Utz von Wagner, Lukas Lentz, Hannes Dänschel, Nils Gräbner

• The Duffing equation containing a cubic nonlinearity is probably the most popular example of a nonlinear oscillator. For its harmonically excited, slightly damped, and softening version, stationary large amplitude solutions at subcritical excitation frequencies are obtained when standard semi-analytical methods like Harmonic Balance or Perturbation Analysis are applied. These solutions have the shape of a nose in the amplitude-frequency diagram. In prior work, it has been observed that these solutions may contain large errors and that high ansatz orders may be necessary when applying the Harmonic Balance or other semi-analytical methods to make them converge.

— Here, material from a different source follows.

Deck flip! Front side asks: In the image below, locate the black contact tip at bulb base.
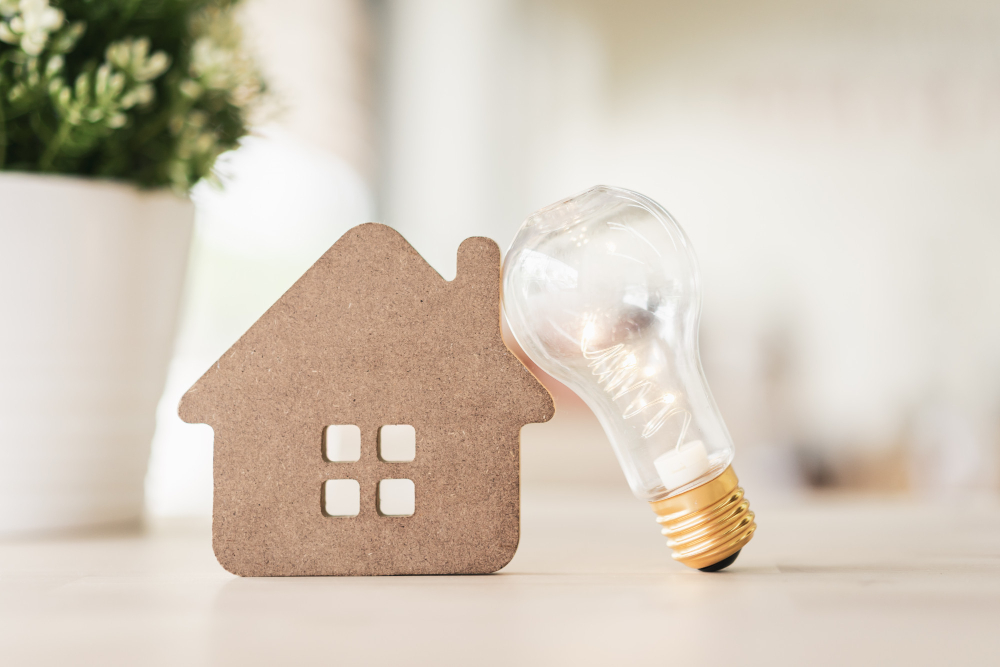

Some of these solutions are observed to be asymptotically stable, while in most cases, they are unstable. The current paper aims to give a descriptive explanation for this behavior of the nose solutions, which is mainly related to the exact solution of the free undamped vibrations. Based on this, approximations of the nose solutions are calculated with a procedure combining properties of Perturbation Analysis and Harmonic Balance. Therein, the exact solution of the free undamped vibrations is taken as the zeroth approximation, while higher-order solution parts are calculated by balancing the harmonics, and the phase shift of the zeroth approximation is calculated by a residuum minimization. This method just requires the solution of a system of linear algebraic equations, while systems of nonlinear algebraic equations have to be solved in the case of directly applying Harmonic Balance.